Quelle expérience fait-on dans l’eucharistie ?

Pour Frère François, fraternellement

   L’expérience personnelle et la rencontre avec le mystère chrétien ouvrent l’accès à sa signification. Sans lien avec notre expérience, l’interprétation des jours de la passion peut rester vide de sens. C’est vrai pour la mort, la nôtre, mais aussi pour notre résurrection. La saisie de l’expérience humaine du Christ éclaire notre propre expérience humaine.

Car c’est notre expérience humaine que le Christ vient rejoindre dans l’Eucharistie. Il y a à chercher, en philosophie comme en théologie, le corps dans ce qu’il a de plus concret, sans symbolisation ni spiritualisation.
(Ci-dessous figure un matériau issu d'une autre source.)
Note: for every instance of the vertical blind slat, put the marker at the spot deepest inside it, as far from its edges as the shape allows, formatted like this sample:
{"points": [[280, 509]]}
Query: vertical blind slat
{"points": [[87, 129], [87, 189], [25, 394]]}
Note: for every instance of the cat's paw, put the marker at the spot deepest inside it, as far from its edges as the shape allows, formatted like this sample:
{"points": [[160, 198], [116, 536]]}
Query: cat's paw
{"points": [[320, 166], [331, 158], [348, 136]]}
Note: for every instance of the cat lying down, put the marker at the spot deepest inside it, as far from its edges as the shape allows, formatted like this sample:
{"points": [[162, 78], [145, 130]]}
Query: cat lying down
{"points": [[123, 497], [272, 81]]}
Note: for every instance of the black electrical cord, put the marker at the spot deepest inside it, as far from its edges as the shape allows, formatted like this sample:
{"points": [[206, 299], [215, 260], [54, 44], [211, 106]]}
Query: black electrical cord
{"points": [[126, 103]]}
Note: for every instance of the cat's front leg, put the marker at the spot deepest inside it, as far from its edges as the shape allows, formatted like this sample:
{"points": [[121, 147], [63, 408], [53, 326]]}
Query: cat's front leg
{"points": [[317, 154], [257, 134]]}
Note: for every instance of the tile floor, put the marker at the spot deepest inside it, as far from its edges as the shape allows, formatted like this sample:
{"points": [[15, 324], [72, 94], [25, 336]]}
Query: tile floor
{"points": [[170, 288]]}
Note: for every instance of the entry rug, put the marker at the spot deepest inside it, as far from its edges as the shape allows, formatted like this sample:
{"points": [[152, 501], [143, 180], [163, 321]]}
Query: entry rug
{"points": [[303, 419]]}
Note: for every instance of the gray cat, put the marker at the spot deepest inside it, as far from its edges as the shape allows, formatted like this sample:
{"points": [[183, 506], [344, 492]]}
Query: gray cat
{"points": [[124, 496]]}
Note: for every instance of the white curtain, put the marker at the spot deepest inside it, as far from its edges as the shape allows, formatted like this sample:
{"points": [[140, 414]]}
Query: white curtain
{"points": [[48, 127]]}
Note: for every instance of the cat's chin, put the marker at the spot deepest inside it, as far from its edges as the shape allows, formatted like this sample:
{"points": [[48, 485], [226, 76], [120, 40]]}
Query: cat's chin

Et saisir que l’Eucharistie est un corps à corps, une passation de forces et une puissance de la parole.

L’expérience humaine du Christ éclaire l’expérience de chacun. Dans l’unique mesure où son angoisse est mon angoisse, et sa mort ma mort, sa résurrection sera aussi la mienne. On fait trop souvent du Verbe incarné une sorte de héros, en marge.

Une interrogation surgit, de façon naïve, à la suite des juifs cette fois : « comment cet homme peut-il nous donner sa chair à manger ? » (Jn 6, 52). Il y a là un scandale. Si on ne part pas de ce scandale de l’Eucharistie, on demeurera toujours dans la simple habitude, celle du communiant, qui ne mouille pas le maillot, qui ne « mouille pas à la grâce » disait Péguy. Quand je reçois le corps du Christ, et que j’ose dire « Amen », il y a là une étrangeté que je ne peux pas ne pas interroger.

Et qui nous renvoie  à l’irruption de Dieu dans le monde, où il vient rejoindre, d’abord, notre humanité. En ce sens, le Christ, Homme-Dieu, est le « nœud » qui tient ensemble humanité et divinité.

Ce qui compte dans notre expérience, c’est le fait qu’elle peut toujours nous servir de fil conducteur : l’angoisse pour Gethsémani, la naissance pour la résurrection, le corps et l’éros pour l’eucharistie. Le « ceci est mon corps » eucharistique déborde et donne sens au « ceci est mon corps » conjugal. Ce n’est pas l’homme et la femme qui donnent sens à l’expérience de Dieu, mais Dieu lui-même qui intègre, contient, et habite l’expérience de l’homme et de la femme. L’éros conjugal est transformé, « transcendé » par l’agapè eucharistique.